The Kenites were a tribe of nomadic people in the Sinai desert area about 1200 BC; they were metal workers and their name would translate as’ Smith.’ In that area, evidence has been found of metal representations of a serpent on a rod, probably linked with a religious belief in its curative powers. These images were treated as sacred by the Israelites for we know that in 700 BC king Hezekiah had them all destroyed (2 Kings 18:1-7) as pagan idols. Our reading today tells of the origin of this cult among the Chosen People. Moses was leading the people in the area of the Kenites with which he was familiar. Jethro, Moses’ father-in-law, was a Kenite, and that is how Moses would have know about the serpent. The serpent on a cross is to this day a symbol of the medical profession and there are a lot of different accounts of its origin (try googling “medical symbol”)! Some scholars have thought that one of the names the Kenites had for God was Yahweh, the name revealed to Moses at a burning bush when he was shepherding in that area (see Exodus 3:1-14). A lot of superstitions creep into religious practice and Christianity has its fair share of these, but they do not persist for ever. A later book in the Catholic Bible, the Wisdom of Solomon, explains away any superstition about this symbol: “the one who turned towards it was saved, not by the thing that was beheld, but by You, the Saviour of all, … it was your word, O Lord, that heals all people.” The gospel reading will reveal why this is our first reading today.

The second reading is a very early hymn from the Jewish Christian community that Paul is quoting.
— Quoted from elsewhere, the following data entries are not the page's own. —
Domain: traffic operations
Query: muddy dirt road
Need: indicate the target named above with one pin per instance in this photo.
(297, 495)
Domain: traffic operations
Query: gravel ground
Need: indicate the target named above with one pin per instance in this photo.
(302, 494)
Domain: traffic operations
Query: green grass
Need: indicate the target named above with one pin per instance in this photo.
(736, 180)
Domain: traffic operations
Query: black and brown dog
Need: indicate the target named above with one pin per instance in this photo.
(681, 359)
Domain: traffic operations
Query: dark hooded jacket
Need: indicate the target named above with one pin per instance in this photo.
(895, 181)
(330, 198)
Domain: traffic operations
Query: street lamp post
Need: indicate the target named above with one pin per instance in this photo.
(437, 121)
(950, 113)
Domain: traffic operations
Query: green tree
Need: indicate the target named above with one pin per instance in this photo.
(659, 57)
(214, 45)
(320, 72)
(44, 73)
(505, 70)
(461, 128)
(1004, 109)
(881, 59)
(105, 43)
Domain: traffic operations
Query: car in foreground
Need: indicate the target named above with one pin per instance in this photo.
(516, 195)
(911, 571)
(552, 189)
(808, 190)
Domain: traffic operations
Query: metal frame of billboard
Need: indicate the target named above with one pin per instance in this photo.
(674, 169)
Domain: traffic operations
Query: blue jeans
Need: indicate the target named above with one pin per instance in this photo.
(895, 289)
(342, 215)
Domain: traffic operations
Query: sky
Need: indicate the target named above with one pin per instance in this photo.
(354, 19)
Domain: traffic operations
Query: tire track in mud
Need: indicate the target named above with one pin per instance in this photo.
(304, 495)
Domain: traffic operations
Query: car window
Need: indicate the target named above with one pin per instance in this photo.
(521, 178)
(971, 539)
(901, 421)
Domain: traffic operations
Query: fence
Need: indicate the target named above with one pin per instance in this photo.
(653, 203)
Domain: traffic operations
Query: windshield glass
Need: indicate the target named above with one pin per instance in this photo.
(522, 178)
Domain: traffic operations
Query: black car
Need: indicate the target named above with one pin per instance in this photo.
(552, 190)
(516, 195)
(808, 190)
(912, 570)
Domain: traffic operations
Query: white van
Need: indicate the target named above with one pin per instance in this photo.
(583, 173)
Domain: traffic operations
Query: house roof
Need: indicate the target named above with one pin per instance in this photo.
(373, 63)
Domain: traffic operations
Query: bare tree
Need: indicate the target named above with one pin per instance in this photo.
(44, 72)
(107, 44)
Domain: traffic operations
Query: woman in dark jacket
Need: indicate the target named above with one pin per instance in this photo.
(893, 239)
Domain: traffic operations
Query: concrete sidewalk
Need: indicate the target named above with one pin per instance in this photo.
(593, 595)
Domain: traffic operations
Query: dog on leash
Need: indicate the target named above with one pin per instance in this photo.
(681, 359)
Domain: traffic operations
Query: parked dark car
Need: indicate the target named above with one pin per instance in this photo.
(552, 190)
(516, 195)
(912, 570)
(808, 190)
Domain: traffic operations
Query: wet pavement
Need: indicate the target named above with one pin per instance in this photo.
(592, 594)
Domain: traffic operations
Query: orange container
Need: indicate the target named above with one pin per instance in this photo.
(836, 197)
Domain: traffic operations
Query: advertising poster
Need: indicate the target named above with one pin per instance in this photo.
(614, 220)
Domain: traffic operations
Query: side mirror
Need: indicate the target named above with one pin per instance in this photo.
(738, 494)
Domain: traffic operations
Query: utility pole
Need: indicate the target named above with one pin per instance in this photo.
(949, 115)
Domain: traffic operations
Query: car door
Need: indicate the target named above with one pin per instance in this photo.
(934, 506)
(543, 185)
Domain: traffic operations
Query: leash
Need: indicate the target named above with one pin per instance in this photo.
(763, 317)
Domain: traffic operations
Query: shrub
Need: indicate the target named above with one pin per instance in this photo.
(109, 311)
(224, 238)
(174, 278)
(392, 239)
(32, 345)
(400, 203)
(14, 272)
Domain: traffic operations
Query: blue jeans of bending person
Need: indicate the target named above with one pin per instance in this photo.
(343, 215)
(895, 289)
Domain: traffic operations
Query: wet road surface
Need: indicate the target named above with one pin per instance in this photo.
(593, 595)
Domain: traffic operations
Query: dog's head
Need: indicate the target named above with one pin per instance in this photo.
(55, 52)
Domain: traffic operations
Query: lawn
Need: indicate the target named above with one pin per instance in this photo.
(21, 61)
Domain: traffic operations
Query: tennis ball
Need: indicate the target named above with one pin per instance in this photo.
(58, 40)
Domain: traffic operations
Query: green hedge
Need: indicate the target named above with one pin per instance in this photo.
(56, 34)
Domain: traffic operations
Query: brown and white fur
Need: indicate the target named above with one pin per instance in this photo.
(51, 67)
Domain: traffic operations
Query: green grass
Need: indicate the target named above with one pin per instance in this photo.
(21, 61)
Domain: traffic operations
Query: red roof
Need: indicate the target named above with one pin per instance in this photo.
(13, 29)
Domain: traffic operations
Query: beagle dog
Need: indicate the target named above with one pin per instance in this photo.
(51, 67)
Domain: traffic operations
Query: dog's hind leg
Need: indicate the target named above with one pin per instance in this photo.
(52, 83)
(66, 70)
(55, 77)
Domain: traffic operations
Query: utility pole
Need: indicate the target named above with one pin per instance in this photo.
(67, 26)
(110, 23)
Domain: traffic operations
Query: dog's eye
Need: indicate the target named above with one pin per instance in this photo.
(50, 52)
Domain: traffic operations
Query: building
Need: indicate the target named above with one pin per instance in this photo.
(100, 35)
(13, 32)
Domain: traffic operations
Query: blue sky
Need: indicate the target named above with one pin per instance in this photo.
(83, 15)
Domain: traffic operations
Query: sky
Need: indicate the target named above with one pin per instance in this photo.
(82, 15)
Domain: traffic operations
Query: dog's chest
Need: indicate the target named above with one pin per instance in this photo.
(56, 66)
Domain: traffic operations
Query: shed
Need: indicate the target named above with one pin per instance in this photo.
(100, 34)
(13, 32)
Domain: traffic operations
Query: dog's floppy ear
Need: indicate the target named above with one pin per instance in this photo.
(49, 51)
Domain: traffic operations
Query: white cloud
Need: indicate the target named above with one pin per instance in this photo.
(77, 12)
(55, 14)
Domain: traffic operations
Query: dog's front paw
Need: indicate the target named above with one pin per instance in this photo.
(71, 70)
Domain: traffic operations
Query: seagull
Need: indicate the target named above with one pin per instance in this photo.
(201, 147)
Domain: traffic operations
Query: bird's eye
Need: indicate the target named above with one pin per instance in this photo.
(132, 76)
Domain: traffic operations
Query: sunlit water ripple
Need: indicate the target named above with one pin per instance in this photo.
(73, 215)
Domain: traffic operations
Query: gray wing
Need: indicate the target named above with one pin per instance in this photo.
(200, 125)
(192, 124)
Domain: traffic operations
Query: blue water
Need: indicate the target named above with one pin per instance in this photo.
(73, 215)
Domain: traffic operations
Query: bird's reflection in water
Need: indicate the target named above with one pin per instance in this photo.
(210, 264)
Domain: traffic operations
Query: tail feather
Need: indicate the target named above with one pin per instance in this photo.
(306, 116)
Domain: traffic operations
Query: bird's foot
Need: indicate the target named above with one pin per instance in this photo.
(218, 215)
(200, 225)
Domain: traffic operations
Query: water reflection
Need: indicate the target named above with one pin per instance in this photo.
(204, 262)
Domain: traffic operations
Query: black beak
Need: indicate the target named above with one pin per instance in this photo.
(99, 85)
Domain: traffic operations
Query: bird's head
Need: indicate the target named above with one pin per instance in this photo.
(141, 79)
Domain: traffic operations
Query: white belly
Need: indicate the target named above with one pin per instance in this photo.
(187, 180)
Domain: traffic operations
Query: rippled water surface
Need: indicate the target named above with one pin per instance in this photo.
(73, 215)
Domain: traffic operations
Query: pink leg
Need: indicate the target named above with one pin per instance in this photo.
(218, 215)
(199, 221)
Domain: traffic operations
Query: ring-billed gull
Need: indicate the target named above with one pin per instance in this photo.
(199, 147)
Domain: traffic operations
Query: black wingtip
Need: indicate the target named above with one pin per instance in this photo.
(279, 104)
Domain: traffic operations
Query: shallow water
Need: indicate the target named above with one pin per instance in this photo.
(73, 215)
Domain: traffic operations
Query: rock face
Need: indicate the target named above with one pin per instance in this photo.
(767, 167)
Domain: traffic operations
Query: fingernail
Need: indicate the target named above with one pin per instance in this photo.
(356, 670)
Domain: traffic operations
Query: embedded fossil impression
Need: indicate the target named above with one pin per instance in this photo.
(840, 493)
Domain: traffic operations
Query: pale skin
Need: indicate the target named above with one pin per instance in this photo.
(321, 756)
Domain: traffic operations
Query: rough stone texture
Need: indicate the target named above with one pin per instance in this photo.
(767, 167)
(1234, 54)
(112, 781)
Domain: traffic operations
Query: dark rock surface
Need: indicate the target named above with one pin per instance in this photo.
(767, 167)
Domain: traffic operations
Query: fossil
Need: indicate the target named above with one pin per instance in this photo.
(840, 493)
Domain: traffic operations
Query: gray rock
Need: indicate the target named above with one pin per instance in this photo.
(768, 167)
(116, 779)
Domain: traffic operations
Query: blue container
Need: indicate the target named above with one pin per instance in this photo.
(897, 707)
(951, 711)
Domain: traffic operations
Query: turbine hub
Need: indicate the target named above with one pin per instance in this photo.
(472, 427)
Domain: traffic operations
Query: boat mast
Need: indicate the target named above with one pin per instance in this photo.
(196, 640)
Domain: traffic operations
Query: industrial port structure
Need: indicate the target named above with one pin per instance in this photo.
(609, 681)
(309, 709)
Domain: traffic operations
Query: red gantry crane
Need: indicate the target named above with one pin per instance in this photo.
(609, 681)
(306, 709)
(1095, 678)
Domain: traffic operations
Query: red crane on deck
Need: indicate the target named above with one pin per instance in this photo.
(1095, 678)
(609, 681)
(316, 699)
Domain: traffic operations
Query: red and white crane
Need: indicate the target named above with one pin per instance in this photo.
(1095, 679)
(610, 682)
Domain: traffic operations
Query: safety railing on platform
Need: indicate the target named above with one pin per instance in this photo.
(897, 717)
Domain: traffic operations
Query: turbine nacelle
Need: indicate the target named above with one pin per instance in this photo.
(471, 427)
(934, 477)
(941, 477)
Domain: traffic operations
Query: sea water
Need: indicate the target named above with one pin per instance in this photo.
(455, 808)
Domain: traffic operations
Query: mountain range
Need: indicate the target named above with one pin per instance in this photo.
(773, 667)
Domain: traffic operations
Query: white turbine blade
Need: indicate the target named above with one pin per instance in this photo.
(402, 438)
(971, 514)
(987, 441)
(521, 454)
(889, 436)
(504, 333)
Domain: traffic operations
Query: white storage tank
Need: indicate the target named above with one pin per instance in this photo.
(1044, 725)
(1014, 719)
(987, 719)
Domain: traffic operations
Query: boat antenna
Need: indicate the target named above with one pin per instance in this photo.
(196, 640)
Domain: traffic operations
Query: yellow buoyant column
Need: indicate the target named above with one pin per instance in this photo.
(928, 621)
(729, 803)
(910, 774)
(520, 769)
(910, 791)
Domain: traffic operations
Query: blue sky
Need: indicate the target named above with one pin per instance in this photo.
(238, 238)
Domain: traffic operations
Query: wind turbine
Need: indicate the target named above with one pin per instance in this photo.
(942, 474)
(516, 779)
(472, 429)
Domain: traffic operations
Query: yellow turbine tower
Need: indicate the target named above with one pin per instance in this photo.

It is about the saving work of Christ, but in Paul’s letter it is introduced with a very important sentence for us (which our reading follows): “In your relationships with one another, have the same mindset as Christ Jesus, who …” There are what we would call six verses to the poem: about the pre-existence of Christ as God, the emptying of Himself to become one of us, the humble self-sacrificing of his life on earth, His exaltation, His acclamation over the whole of creation and the acknowledgement of Him as the Lord God. It is the first of these, particularly, that is held up as the pattern for the way that we, Christians, should live; it uses a Greek word for emptying that has given rise to a whole way of thinking, the word kenosis, but it is not just thinking but rather the entire way that we should lead our lives as Christians (see also Wikipedia).

This reading is part of the story about Nicodemus’ conversation with Jesus at night-time. Jesus’ statement about the need for rebirth is not understood and He asks how then can Nicodemus grasp heavenly truths. Only someone who has come down from heaven can explain these – Jesus, the Son of Man. And the great mystery is that of the cross. John uses the words “lifted up” in many places to refer simultaneously to the cross and the exaltation of Christ, for the mystery is that Jesus’ self sacrifice of His life is, at the same time, the fulfillment of the glorious transformation of the human to something that is heavenly. He likens it to the sign of the serpent lifted up for those who see it to be healed, but here it is those who believe that are saved. The incident of the first reading is seen as a type or foreshadowing of the saving power of the mystery of the cross for those who believe – who are born anew. Our self-sacrifice is sharing in the very life and glory of God!